We will breed Copper, Lady Bug, Patch and Easter in November. This will provide us with the larger supply of milk in the spring so we can begin making next year’s cheese supply. Well, that’s the plan anyway. We will see how it goes.
We still need to butcher our older wethers. We hope, cross your fingers, to get that done in the next week or so. It will be nice to have our own meat in the freezer again. I want to figure out how to make a very simple jerky from our ground chevron. Most of the recipes I have read have more ingredients than I want to use. If you know of a very simple recipe that does not use liquid smoke or any sweeteners, I would be interested in looking at it. I would like to use little more than salt and pepper, but I don’t know if that would work or not. I need to do some more research on simple jerky recipes.

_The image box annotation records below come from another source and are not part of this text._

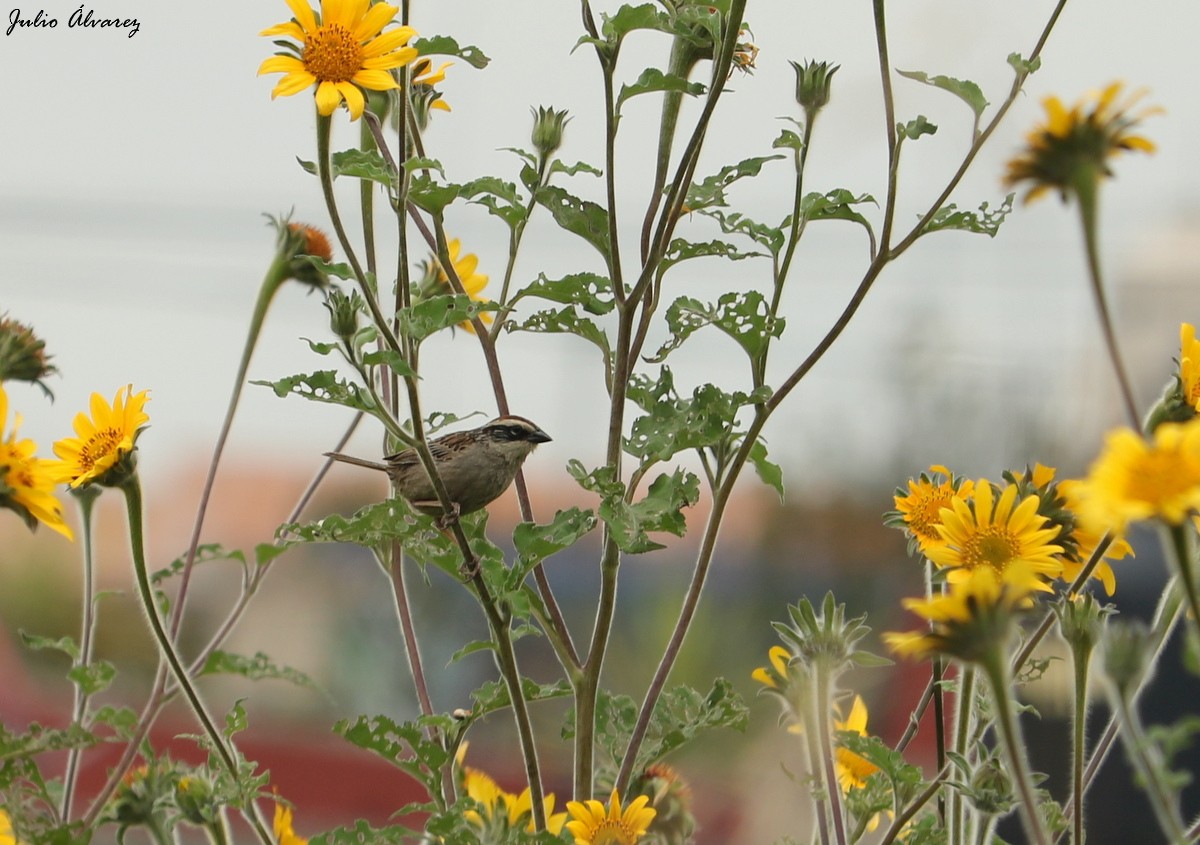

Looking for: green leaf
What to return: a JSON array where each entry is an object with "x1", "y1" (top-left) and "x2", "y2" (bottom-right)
[
  {"x1": 684, "y1": 155, "x2": 784, "y2": 211},
  {"x1": 409, "y1": 35, "x2": 491, "y2": 70},
  {"x1": 18, "y1": 630, "x2": 79, "y2": 661},
  {"x1": 512, "y1": 508, "x2": 596, "y2": 571},
  {"x1": 200, "y1": 651, "x2": 317, "y2": 689},
  {"x1": 535, "y1": 185, "x2": 610, "y2": 262},
  {"x1": 505, "y1": 306, "x2": 610, "y2": 361},
  {"x1": 67, "y1": 660, "x2": 116, "y2": 695},
  {"x1": 922, "y1": 193, "x2": 1016, "y2": 238},
  {"x1": 251, "y1": 370, "x2": 377, "y2": 414},
  {"x1": 700, "y1": 209, "x2": 786, "y2": 256},
  {"x1": 659, "y1": 238, "x2": 766, "y2": 274},
  {"x1": 896, "y1": 114, "x2": 937, "y2": 140},
  {"x1": 896, "y1": 71, "x2": 988, "y2": 120},
  {"x1": 396, "y1": 293, "x2": 499, "y2": 341},
  {"x1": 617, "y1": 67, "x2": 708, "y2": 112},
  {"x1": 749, "y1": 441, "x2": 784, "y2": 504},
  {"x1": 512, "y1": 272, "x2": 616, "y2": 314},
  {"x1": 647, "y1": 290, "x2": 785, "y2": 364}
]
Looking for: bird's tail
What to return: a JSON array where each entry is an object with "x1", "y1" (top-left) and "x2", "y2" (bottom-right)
[{"x1": 325, "y1": 451, "x2": 388, "y2": 473}]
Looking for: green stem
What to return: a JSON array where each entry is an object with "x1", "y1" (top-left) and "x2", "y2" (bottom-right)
[
  {"x1": 170, "y1": 237, "x2": 292, "y2": 639},
  {"x1": 59, "y1": 486, "x2": 100, "y2": 821},
  {"x1": 1108, "y1": 690, "x2": 1187, "y2": 843},
  {"x1": 982, "y1": 647, "x2": 1050, "y2": 845},
  {"x1": 1073, "y1": 177, "x2": 1141, "y2": 430},
  {"x1": 121, "y1": 473, "x2": 274, "y2": 845}
]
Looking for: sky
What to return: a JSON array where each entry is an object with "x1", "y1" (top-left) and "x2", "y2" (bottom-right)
[{"x1": 0, "y1": 0, "x2": 1200, "y2": 496}]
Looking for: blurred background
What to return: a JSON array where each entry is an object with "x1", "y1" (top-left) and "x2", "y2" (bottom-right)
[{"x1": 0, "y1": 0, "x2": 1200, "y2": 843}]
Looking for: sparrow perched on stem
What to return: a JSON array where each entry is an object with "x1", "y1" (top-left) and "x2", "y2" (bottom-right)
[{"x1": 325, "y1": 416, "x2": 550, "y2": 516}]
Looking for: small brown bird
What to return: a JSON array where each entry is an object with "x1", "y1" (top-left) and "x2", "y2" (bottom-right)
[{"x1": 325, "y1": 416, "x2": 550, "y2": 516}]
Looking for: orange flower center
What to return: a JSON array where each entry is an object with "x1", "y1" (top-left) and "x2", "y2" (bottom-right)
[
  {"x1": 961, "y1": 526, "x2": 1020, "y2": 573},
  {"x1": 79, "y1": 429, "x2": 121, "y2": 472},
  {"x1": 302, "y1": 24, "x2": 362, "y2": 82}
]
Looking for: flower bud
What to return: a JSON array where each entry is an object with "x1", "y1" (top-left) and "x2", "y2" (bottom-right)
[
  {"x1": 0, "y1": 317, "x2": 58, "y2": 392},
  {"x1": 530, "y1": 106, "x2": 570, "y2": 161},
  {"x1": 790, "y1": 59, "x2": 840, "y2": 124}
]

The over abundance of rain this spring and early summer has also caused an over abundance of worms this year. I have had to worm the goats more than usual. Even Pearl, our Great Pyrenees, has had difficulty with worms which she has never had before. The vet said the weather this year has caused a tremendous flush of worms for all of the animals he sees. It’s something good to learn and be aware of as we continue to learn the nuances of our location. We have been here seven years and in that time we have had two years of serious heat and drought and two years of incredible rain and flooding.
We continue to see our goats as vital to our homestead. They provide us with milk which we make into kefir, butter and cheese. The by product of whey is then fed to the chickens and pigs. The dog and cats also benefit from the milk everyday. The goats provide us with meat and the other animals with nutrition through the organs, fat and scraps from our table. We enjoy our goats. They are a good farm animal. But more than that, every animal on our homestead is here for a reason. They all have jobs to perform, and if they don’t meet the expectation or need that we have, we don’t keep them. Regardless of how much we may like them or want them, if they don’t perform adequately, or exhibit an undesirable behavior that we are unable to alter, then we don’t keep them. Some we eat, some we sell, some we give away with full disclosure of why we are getting rid of them.
Homesteading is our way of life. Soon we feel it will be our survival. We continue to increase our skills, so that hopefully, we can depend on what we know, what we have, and what we can do, to see us through the hard times that will soon be upon us all. We would encourage you to do the same.